La vidéo proposée ci-dessous nous semble une bonne piste d’entrée pour aborder la question de l’engourdissement de l’Occident dans ce premier tiers du 21ième siècle.

Nous invitons le lecteur à visionner une ou deux fois la bande et à revenir au présent texte pour aborder les corrections qui nous semblent nécessaires et les questions complémentaires qui s’y rattachent.

L’idée de comparer les taux de marché à ce que Wicksell appelait le taux naturel de l’intérêt est intéressante. Il est exact de considérer que ce dernier taux correspond approximativement à la rentabilité au sein de l’économie réelle. Ce taux souvent repris dans certaines publications de la Banque de France était fixé par son auteur dans l’hypothèse d’un équilibre du marché des biens et des services et donc de celui de l’égalité de l’épargne et de l’Investissement. Compte tenu de l’élasticité considérable du système financier aujourd’hui, il est maintenant habituellement défini comme étant le taux impliquant ni hausse ni baisse d’inflation. Plus simplement et plus habituellement, il est souvent admis que  le taux naturel est le taux de rendement marginal du capital

On comprend aisément que la décision d’investir relève de la simple comparaison entre taux constaté sur le marché bancaire et rendement du capital dans l’économie réelle. Si dans un espace concret, le taux de l’intérêt est inférieur au rendement du capital, on comprend qu’il est intéressant d’investir avec pour effet une économie en croissance…sous réserve, bien sûr, de disponibilités de facteurs de la production. Si maintenant le rendement est égal au taux de l’intérêt, il y a compte tenu du risque de l’investissement, disparition de l’incitation à investir et donc tendance à la stagnation. D’où - à priori- l’intérêt de débattre dans la vidéo de « l’inversion de la courbe des taux », avec la régularité historiquement constatée, qu’à chaque inversion une récession économique se manifeste. Et effectivement le rendement des obligations américaines est récemment devenu égal ou inférieur aux taux à 3 mois tandis, que l’Allemagne émet des titres à 10 ans pour un taux négatif, et qu’enfin le stock mondial de titres souverains à taux négatifs approche les 10000 milliards de dollars…soit près de la moitié du PIB américain.

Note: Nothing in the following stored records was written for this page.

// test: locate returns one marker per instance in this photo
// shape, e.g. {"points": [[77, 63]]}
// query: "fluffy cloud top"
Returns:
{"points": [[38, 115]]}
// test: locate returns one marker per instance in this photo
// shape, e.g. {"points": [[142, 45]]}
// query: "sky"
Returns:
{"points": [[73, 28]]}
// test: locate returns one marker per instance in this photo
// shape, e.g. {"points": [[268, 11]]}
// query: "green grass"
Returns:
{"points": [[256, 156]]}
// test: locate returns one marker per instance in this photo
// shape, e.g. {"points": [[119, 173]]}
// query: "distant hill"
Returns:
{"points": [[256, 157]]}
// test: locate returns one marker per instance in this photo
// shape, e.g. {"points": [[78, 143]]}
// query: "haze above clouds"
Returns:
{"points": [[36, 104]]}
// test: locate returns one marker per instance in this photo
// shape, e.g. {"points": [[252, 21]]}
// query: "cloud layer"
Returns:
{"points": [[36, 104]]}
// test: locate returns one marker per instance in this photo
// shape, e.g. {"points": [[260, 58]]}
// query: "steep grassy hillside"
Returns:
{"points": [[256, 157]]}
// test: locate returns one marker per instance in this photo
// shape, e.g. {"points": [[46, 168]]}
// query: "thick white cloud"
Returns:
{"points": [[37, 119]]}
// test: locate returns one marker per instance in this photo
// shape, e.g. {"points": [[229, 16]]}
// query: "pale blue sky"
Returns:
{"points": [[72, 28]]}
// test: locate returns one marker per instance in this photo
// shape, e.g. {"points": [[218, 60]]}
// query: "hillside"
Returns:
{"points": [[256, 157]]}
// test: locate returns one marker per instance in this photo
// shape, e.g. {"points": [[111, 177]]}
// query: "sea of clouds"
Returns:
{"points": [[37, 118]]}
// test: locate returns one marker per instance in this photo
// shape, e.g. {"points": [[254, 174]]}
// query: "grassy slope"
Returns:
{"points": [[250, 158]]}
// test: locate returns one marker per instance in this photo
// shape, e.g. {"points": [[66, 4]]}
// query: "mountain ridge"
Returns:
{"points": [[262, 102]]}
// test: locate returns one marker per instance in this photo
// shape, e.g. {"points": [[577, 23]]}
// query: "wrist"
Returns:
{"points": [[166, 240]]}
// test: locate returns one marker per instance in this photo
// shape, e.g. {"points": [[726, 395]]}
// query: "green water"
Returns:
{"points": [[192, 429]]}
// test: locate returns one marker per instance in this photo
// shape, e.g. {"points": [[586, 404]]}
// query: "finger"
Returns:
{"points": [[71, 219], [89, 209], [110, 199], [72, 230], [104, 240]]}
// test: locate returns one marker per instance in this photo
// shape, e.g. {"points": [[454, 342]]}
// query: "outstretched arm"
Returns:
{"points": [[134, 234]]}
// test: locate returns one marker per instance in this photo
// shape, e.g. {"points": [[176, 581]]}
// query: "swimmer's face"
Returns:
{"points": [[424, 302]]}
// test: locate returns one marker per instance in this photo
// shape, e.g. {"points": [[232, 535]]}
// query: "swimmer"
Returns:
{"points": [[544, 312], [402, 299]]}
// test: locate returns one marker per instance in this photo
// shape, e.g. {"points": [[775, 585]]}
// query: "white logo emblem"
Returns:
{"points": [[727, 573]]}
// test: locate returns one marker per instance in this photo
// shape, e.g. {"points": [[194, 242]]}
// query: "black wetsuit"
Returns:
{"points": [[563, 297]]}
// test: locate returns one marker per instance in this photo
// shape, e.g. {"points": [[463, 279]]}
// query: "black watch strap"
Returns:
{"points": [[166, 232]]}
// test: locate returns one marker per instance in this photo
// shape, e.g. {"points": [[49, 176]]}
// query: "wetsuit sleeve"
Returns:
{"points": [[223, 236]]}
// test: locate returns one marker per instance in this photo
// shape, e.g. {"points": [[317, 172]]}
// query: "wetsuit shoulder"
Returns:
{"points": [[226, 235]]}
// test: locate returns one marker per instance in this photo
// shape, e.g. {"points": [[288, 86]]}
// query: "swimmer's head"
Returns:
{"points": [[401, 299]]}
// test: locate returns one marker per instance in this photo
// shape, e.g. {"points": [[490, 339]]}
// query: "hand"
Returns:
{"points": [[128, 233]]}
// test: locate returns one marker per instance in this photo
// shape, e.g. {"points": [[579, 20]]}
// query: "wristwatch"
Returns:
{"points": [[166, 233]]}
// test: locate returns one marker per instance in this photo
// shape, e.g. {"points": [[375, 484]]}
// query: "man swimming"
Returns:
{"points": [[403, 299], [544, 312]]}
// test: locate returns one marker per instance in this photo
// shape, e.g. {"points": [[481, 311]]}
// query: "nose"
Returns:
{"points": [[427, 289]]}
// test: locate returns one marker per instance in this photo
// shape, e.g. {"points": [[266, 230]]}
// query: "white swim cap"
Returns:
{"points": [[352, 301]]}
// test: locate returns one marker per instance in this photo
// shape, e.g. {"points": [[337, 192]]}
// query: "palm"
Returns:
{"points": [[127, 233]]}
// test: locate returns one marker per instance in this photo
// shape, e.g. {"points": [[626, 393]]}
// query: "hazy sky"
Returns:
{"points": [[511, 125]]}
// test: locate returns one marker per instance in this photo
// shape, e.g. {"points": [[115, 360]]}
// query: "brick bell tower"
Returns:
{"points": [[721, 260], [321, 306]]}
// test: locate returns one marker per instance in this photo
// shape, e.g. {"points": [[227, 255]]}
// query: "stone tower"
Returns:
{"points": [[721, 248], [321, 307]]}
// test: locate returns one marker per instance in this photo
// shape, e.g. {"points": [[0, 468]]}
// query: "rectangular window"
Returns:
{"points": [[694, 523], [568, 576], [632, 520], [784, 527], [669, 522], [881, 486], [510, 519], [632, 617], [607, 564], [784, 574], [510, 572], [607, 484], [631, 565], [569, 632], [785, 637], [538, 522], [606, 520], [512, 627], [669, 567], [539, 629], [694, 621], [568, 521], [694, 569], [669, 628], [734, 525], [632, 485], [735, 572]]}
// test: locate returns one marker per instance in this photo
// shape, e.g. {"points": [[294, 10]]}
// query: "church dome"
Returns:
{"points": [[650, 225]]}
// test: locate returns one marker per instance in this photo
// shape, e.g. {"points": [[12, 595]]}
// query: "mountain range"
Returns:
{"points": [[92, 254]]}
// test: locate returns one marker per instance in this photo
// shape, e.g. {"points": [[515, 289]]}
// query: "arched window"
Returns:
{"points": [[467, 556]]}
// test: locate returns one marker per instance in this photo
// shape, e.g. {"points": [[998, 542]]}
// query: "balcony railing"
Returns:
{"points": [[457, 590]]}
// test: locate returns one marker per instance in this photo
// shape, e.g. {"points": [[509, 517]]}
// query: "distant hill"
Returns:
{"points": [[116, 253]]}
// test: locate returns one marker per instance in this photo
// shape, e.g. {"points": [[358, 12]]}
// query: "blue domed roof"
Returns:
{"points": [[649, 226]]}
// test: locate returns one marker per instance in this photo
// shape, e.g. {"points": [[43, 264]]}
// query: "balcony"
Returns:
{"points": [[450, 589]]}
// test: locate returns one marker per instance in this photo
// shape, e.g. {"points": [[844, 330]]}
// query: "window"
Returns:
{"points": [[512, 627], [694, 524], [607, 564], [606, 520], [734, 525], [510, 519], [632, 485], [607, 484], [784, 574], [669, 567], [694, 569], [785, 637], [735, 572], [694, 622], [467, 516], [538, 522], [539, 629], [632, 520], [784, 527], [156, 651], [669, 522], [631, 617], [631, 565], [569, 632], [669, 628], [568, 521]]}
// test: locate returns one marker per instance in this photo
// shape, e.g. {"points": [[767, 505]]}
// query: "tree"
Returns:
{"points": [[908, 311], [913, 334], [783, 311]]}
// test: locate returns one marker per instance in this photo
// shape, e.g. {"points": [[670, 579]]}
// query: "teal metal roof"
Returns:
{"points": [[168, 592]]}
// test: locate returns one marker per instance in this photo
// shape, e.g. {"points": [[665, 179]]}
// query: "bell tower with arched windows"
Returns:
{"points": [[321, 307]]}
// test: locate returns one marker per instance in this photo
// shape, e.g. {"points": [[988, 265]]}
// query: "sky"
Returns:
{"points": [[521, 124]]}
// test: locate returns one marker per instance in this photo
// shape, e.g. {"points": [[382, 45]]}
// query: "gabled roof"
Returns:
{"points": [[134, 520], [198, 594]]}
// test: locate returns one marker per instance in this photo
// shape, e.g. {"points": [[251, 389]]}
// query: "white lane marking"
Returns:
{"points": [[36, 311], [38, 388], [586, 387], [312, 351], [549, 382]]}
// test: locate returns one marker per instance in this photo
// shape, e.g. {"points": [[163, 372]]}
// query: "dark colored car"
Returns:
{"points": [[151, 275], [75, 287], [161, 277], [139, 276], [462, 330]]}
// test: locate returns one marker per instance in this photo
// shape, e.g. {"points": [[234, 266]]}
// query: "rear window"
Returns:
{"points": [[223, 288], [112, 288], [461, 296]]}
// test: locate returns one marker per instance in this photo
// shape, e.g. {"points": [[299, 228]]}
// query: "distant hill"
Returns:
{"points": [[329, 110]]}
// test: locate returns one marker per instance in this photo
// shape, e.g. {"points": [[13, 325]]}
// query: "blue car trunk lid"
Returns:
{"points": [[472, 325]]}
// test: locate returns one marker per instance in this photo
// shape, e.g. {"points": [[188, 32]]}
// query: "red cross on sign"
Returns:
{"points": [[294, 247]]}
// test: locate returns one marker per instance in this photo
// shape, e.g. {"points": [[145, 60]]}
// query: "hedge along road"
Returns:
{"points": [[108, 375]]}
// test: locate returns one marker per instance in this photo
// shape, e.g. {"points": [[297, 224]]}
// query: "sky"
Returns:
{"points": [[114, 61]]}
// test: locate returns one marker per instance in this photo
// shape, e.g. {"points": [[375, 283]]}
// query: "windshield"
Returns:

Mais nous ne pouvons être d’accord avec le raisonnement car manifestement il y a confusion : le taux long évoqué (marché financier) n’a rien à voir avec le rendement du capital (économie réelle) et le renversement de la courbe des taux n’intéresse que le monde financier. Or l’auteur de la vidéo se livre à cette confusion. Logiquement à l’échelle de l’Occident, une entité ramenée pour l’essentiel à l’OCDE, l’écart entre taux bancaire et rendement du capital étant élevé, l’investissement devrait être considérable et la croissance élevée, ce qui n’est pas le cas. Particulièrement en ce qui concerne la zone euro.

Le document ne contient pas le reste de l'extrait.